Related Rule
Israel
Practice Relating to Rule 156. Definition of War Crimes
Israel’s Manual on the Laws of War (1998) states: “The violation of the laws and customs of war is termed a ‘war crime’.” 
Israel, Laws of War in the Battlefield, Manual, Military Advocate General Headquarters, Military School, 1998, p. 64.
Israel’s Manual on the Rules of Warfare (2006) states:
Severe breaches of the rules and customs of war constitute a “war crime” and the perpetrators thereof may be put on trial and very severely punished.
Any departure from the rules of warfare may be a “war crime”. Acts committed under the rules of warfare do not constitute war crimes and those who commit them are not to be put on trial. Thus, a soldier shooting and killing an enemy soldier is not considered to be a murderer. The law intervenes when the combatant oversteps the bounds of conduct prescribed by the rules of war … The rules of warfare are designed to set clear distinctions between legitimate and prohibited targets, between civilian and combatant, and between the fighting man and one who is no longer capable of fighting and thus poses no danger. When these distinctions are breached, the law is required to act with all severity, since the rules of warfare are the “last bulwark” of basic humanitarianism in situations in which the mark of humanity is so easily lost. 

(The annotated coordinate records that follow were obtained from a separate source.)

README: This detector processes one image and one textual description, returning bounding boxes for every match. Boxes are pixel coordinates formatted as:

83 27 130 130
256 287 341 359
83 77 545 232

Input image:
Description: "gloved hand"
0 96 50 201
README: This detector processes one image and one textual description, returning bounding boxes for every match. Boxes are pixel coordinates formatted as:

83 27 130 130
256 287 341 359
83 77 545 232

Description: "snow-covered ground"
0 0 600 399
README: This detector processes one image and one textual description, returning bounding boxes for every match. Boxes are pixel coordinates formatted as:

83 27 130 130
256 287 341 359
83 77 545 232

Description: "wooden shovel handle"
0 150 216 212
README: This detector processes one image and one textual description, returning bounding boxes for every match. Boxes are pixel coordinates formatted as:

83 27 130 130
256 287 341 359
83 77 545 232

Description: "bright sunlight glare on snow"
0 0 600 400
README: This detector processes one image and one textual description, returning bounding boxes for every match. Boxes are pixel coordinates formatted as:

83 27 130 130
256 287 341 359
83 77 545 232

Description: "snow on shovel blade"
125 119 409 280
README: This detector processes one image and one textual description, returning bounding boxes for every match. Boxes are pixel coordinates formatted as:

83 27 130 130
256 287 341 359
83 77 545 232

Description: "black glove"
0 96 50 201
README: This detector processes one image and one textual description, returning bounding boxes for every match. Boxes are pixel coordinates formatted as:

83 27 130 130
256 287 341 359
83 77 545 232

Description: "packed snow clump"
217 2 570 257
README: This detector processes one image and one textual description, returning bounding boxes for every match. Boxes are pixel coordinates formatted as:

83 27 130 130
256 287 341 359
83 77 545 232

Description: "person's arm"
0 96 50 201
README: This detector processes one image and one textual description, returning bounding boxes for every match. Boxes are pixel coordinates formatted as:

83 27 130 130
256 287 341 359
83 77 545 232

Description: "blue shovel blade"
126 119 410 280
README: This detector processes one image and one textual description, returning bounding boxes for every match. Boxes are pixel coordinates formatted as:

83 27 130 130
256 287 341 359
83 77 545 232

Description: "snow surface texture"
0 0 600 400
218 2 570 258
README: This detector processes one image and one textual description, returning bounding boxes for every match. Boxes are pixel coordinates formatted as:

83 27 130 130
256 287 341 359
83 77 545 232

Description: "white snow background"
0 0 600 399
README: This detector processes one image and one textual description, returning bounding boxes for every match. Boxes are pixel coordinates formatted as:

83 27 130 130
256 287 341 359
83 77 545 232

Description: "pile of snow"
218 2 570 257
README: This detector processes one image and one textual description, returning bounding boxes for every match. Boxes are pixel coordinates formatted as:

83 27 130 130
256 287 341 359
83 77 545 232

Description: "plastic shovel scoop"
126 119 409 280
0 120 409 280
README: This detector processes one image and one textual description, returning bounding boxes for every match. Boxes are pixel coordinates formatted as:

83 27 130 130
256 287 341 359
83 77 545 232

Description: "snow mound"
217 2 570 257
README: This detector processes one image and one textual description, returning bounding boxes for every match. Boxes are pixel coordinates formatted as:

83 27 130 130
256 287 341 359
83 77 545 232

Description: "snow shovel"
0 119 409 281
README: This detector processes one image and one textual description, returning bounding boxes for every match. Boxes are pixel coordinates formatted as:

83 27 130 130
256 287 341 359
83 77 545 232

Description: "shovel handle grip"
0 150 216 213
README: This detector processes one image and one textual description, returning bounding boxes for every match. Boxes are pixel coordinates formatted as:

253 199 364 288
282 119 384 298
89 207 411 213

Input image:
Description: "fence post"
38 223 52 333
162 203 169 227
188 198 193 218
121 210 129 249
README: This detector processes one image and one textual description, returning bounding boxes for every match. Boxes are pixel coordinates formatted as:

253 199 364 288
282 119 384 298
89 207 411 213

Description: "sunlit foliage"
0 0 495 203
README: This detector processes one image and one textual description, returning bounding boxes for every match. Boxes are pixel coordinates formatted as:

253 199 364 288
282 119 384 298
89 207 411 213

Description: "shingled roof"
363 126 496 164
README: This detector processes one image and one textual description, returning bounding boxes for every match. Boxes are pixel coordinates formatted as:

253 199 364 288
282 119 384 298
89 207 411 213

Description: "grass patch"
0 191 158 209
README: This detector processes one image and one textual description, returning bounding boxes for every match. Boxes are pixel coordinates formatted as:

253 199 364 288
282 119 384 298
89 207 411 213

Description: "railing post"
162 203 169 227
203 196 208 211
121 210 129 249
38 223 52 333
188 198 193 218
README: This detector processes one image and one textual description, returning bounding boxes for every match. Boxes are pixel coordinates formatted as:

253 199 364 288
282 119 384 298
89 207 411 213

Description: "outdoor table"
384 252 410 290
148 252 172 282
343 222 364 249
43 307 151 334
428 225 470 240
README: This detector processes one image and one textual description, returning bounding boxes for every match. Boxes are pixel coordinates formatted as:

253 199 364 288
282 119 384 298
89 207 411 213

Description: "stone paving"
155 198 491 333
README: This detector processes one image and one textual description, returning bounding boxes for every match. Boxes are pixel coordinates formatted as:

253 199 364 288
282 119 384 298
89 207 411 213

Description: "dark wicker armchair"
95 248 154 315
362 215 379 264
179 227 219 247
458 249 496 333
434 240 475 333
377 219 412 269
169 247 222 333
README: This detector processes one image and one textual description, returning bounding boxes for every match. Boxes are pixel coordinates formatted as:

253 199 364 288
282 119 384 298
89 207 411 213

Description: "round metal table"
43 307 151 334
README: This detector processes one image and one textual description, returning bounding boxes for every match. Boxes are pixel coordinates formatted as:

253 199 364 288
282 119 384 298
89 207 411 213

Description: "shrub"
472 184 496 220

Israel, Rules of Warfare on the Battlefield, Military Advocate-General’s Corps Command, IDF School of Military Law, Second Edition, 2006, p. 41.
The Manual on the Rules of Warfare (2006) is a second edition of the Manual on the Laws of War (1998).
Israel’s Nazis and Nazi Collaborators (Punishment) Law (1950) defines war crimes as:
murder, ill-treatment or deportation to forced labour or for any other purpose of the civilian population of or in occupied territory; murder or ill-treatment of prisoners of war or persons on the seas; killing of hostages; plunder of public or private property; wanton destruction of cities, towns or villages; and devastation not justified by military necessity. 
Israel, Nazis and Nazi Collaborators (Punishment) Law, 1950, Section 1(b).
In its judgment in the Enigster case in 1952, Israel’s District Court of Tel Aviv held with respect to the Israeli Nazis and Nazi Collaborators (Punishment) Law: “At all events the victims of a war crime must be nationals of an occupied territory, while this is not necessary in the case of a crime against humanity which may be committed against any civilian population.” However, it also stated: “True, it is possible to find a man guilty of a war crime even though he is of the population of occupied territory and possesses the same national character as his victims, if his actions show that he identified himself with the Occupant.” 
Israel, District Court of Tel Aviv, Enigster case, Judgment, 4 January 1952.